Lebogang Mamabolo a young man from Lebowakgomo needed to look for an alternative way to support himself after the death of his parents.

POLOKWANE – Studies show that most unemployed people are between the ages 18-35. Orphaned and abandoned youths often have to quit school and some even end up living on the street because they don’t have anyone to take care of them.

Lebogang Mamabolo is young man from Lebowakgomo who says after his parents died when he was young, his life took a turn for the worst. The death of his parents meant he not only had to quit school but also needed to look for an alternative way to support himself.

“I did not want to live a life of crime so I came to the city to wash cars. We don’t earn much but we earn enough to buy a few food items so that we don’t go hungry,” Lebogang explains.

According to the 23-year-old, he and a few others make between R30-R50 per car they wash, depending on the make and model. He says perhaps the biggest and worst misconception that people have is that he and his friends are homeless thieves.

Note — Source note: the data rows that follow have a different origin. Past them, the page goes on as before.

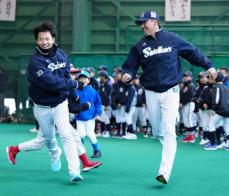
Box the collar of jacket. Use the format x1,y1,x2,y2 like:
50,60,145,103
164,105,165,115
36,43,58,56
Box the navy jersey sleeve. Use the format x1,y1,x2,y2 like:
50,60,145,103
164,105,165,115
28,59,77,92
125,86,135,113
176,35,212,70
94,91,102,116
122,46,140,78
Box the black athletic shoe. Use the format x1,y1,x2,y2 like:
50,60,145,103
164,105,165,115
156,175,168,184
91,150,102,158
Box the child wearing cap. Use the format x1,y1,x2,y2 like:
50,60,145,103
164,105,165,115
180,71,197,143
75,70,102,158
204,72,229,151
195,72,213,145
98,71,112,137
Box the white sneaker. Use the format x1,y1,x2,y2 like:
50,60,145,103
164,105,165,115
29,127,39,133
102,131,110,138
51,148,62,172
95,132,102,137
200,139,209,145
69,172,83,183
122,133,137,140
217,142,226,149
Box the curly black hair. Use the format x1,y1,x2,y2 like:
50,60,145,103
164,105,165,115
33,22,57,40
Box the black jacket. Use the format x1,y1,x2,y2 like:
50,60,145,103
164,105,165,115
98,80,112,107
212,82,229,117
180,81,196,105
134,85,146,107
111,81,125,110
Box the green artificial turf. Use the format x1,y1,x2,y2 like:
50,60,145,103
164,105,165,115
0,124,229,196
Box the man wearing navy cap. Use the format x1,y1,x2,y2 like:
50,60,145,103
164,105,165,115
122,11,216,184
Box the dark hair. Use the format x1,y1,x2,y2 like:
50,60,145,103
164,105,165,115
33,22,57,40
220,67,229,73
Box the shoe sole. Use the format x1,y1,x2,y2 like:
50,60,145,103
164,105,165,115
83,163,102,172
6,147,15,165
204,148,218,151
71,176,83,183
156,175,168,184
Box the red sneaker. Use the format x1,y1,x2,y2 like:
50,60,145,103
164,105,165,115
182,134,195,143
83,161,102,172
6,146,18,165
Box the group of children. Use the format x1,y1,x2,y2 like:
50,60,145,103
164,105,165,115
180,67,229,151
72,66,229,150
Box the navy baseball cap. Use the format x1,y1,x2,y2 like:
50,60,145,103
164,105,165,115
78,70,90,79
198,71,208,78
183,71,192,78
135,11,159,25
99,70,109,78
98,65,107,71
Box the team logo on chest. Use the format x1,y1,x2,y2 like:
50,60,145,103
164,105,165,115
143,46,172,58
48,61,66,72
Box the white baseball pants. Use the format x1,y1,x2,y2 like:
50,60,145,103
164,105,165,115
145,85,180,181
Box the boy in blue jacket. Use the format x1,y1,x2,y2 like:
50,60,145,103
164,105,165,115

“Not all of us steal to make a living. It is some who choose that lifestyle. And we are not street kids, there are some who decide not to go home every day and save money but that doesn’t mean we are all homeless,” he explains.

Lebogang is not the only young man in the city who has found unique ways to fight poverty and unemployment. Another young man, Thabiso Rakgoale is a taxi marshal, someone who ushers people into taxis and private cars. They assist people who hike to Hammanskraal, Johannesburg or Pretoria.

“We don’t usually make a lot of money. We make up to R50 a day depending on how much we are given when we bring people to those taxis or cars. It is tough because there are a lot of us here and sometimes people leave without giving us money,” Thabiso explains.

Lebogang and Thabiso are just a few of the many unemployed youths who have come up with unique ways to earn an income in an unforgiving environment.